The head of the writing department, Dr. James Randall, had
encouraged me to sign up for a class called Comedy Writing. Dr. Randall explained that Norman Lear, an Emerson alumnus, sent a representative to review material from the class each winter and had hired a few writers for his television shows over the years. The girl who was hired the year before was now living in Los Angeles and earning an astounding $700 a week. At the time I was earning $120 a week working in a flower shop on Charles Street. Seven hundred dollars every week seemed like a scandalously exorbitant amount of money. What would a person do with all that money? I wondered greedily. I hastily signed up for the class and left Dr. Randall’s office dizzy with hope and longing. I’m funny, I thought. All my friends tell me I’m funny. I walked down Beacon Street and envisioned myself sitting around a table with my classmates. I watched them read my material and convulse with laughter, pounding their desks with their fists and gasping for breath, tears streaming down their faces. I imagined the flight to Los Angeles, accompanied by the scout who refused to leave me in Boston another minute. Then I saw myself at a table surrounded by staff writers, who were writhing in their seats, screaming with laughter at my script suggestions. The Mercedes convertible, the house in Malibu, the closet filled with Italian shoes—it was all suddenly within my grasp thanks to Dr. Randall’s suggestion that I take a class taught by a comedy writer named Mr. Leary.

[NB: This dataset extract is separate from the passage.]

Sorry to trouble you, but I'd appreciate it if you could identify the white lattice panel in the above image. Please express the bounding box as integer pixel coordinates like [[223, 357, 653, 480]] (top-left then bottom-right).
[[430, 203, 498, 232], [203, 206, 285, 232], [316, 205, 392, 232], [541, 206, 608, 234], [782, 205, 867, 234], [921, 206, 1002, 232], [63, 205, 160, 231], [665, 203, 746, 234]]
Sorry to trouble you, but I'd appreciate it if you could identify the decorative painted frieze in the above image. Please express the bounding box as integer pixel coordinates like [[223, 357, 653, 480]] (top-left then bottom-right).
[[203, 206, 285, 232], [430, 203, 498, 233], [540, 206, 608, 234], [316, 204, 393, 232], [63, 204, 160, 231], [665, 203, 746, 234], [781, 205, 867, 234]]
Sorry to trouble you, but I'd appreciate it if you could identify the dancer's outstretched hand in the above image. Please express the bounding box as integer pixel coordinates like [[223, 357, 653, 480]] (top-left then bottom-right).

On the first day of the comedy class, nine other students and I sat in a classroom when a young man walked in and leaned on the desk in the front of the room. At first I assumed that the skinny blond guy was another student, but he greeted us in a welcoming sort of way, and then he sat on the desk. The teacher’s desk. This couldn’t possibly be Mr. Denis Leary, the teacher on my registration form, I thought. It occurred to me that he might have been the student assistant/gay lover of the teacher (I had just transferred from Bennington) and was filling in while Mr. Leary screened calls from Hollywood agents desperate for writers.